# IBM Streams HBASE sample application
This sample demonstrates creating a Streams Python application to connect to HBASE, perform some operations on a table, and viewing the results.

In this notebook, you'll see examples of how to:
- [Setup](#setup)
- [Create HBASE credentials](#credentials)
- [Create the application](#create)
- [Submit the application](#submit)
- [Connect to the running application to view data](#view)

# Overview
**About the sample**

This application simulates data tuples that are inserted into a HBASE table and get all rows from the table.

**How it works**
   
The Python application created in this notebook is submitted to the IBM Streams service for execution.

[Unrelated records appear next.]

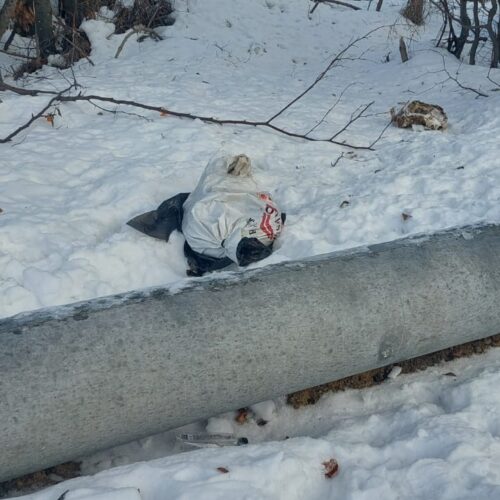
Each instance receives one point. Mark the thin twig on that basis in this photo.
(20, 91)
(372, 145)
(334, 164)
(324, 72)
(33, 118)
(454, 79)
(330, 109)
(337, 2)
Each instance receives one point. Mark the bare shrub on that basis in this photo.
(148, 13)
(414, 12)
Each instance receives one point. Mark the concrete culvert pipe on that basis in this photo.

Once the application is running in the service, you can connect to it from the notebook to retrieve the results.

![how-it-works.jpg](attachment:how-it-works.jpg)


### Documentation
- [Streams Python development guide](https://ibmstreams.github.io/streamsx.documentation/docs/latest/python/)
- [Streams Python API](https://streamsxtopology.readthedocs.io/)



## <a name="setup"> </a> 1. Setup



### 1.1 Add credentials for the IBM Streams service

In order to submit a Streams application you need to provide the name of the Streams instance.

1. From the navigation menu, click **Services > instances**.
2. Update the value of `streams_instance_name` in the cell below according to your Streams instance name.

In [None]:
from icpd_core import icpd_util
streams_instance_name = "sample-streams" ## Change this to Streams instance

try:
    cfg=icpd_util.get_service_instance_details(name=streams_instance_name, instance_type="streams")
except TypeError:
    cfg=icpd_util.get_service_instance_details(name=streams_instance_name)

### 1.2 Import  the `streamsx.hbase` package and verify the package version

In [None]:
import streamsx.hbase as hb
import streamsx.topology.context
print("INFO: streamsx package version: " + streamsx.topology.context.__version__)
print("INFO: streamsx.hbase package version: " + hb.__version__)

### <a name="credentials"> </a> 1.3 Configure the connection to HBASE

Perform the steps [Connecting to data source](https://www.ibm.com/support/producthub/icpdata/docs/content/SSQNUZ_current/cpd/access/connect-data-sources.html) 
and create an external configuration for your HBASE connection.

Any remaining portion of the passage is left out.